Aramis s’approcha de Fouquet, qui frémissait dans son fauteuil, auprès des tiroirs ouverts; il lui posa la main sur l’épaule, et, d’un ton affectueux:

– N’oubliez jamais, dit-il, que la position de M. Fouquet ne se peut comparer à celle de Samblançay ou de Marigny.

– Et pourquoi, mon Dieu?

– Parce que le procès de ces ministres s’est fait, parfait, et que l’arrêt a été exécuté; tandis qu’à votre égard il ne peut en arriver de même.

– Encore un coup, pourquoi? Dans tous les temps, un concessionnaire est un criminel.

– Les criminels qui savent trouver un lieu d’asile ne sont jamais en danger.

– Me sauver? fuir?

– Je ne vous parle pas de cela, et vous oubliez que ces sortes de procès sont évoqués par le Parlement, instruits par le procureur général, et que vous êtes procureur général. Vous voyez bien qu’à moins de vouloir vous condamner vous-même…

– Oh! s’écria tout à coup Fouquet en frappant la table de son poing.

– Eh bien! quoi? qu’y a-t-il?

– Il y a que je ne suis plus procureur général.

Aramis, à son tour, pâlit de manière à paraître livide; il serra ses doigts, qui craquèrent les uns sur les autres, et, d’un œil hagard qui foudroya Fouquet:

– Vous n’êtes plus procureur général? dit-il en scandant chaque syllabe.

– Non.

– Depuis quand?

– Depuis quatre ou cinq heures.

– Prenez garde, interrompit froidement Aramis, je crois que vous n’êtes pas en possession de votre bon sens, mon ami; remettez-vous.

– Je vous dis, reprit Fouquet, que tantôt quelqu’un est venu, de la part de mes amis, m’offrir quatorze cent mille livres de ma charge, et que j’ai vendu ma charge.
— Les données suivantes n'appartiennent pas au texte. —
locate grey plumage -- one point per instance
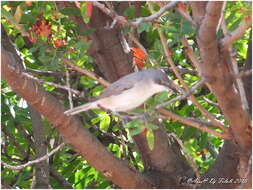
(128, 92)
Aramis demeura interdit; sa figure intelligente et railleuse prit un caractère de morne effroi qui fit plus d’effet sur le surintendant que tous les cris et tous les discours du monde.

– Vous aviez donc bien besoin d’argent? dit-il enfin.

– Oui, pour acquitter une dette d’honneur.

Et il raconta en peu de mots à Aramis la générosité de Mme de Bellière et la façon dont il avait cru devoir payer cette générosité.

– Voilà un beau trait, dit Aramis. Cela vous coûte?

– Tout justement les quatorze cent mille livres de ma charge.

– Que vous avez reçues comme cela tout de suite, sans réfléchir? Ô imprudent ami!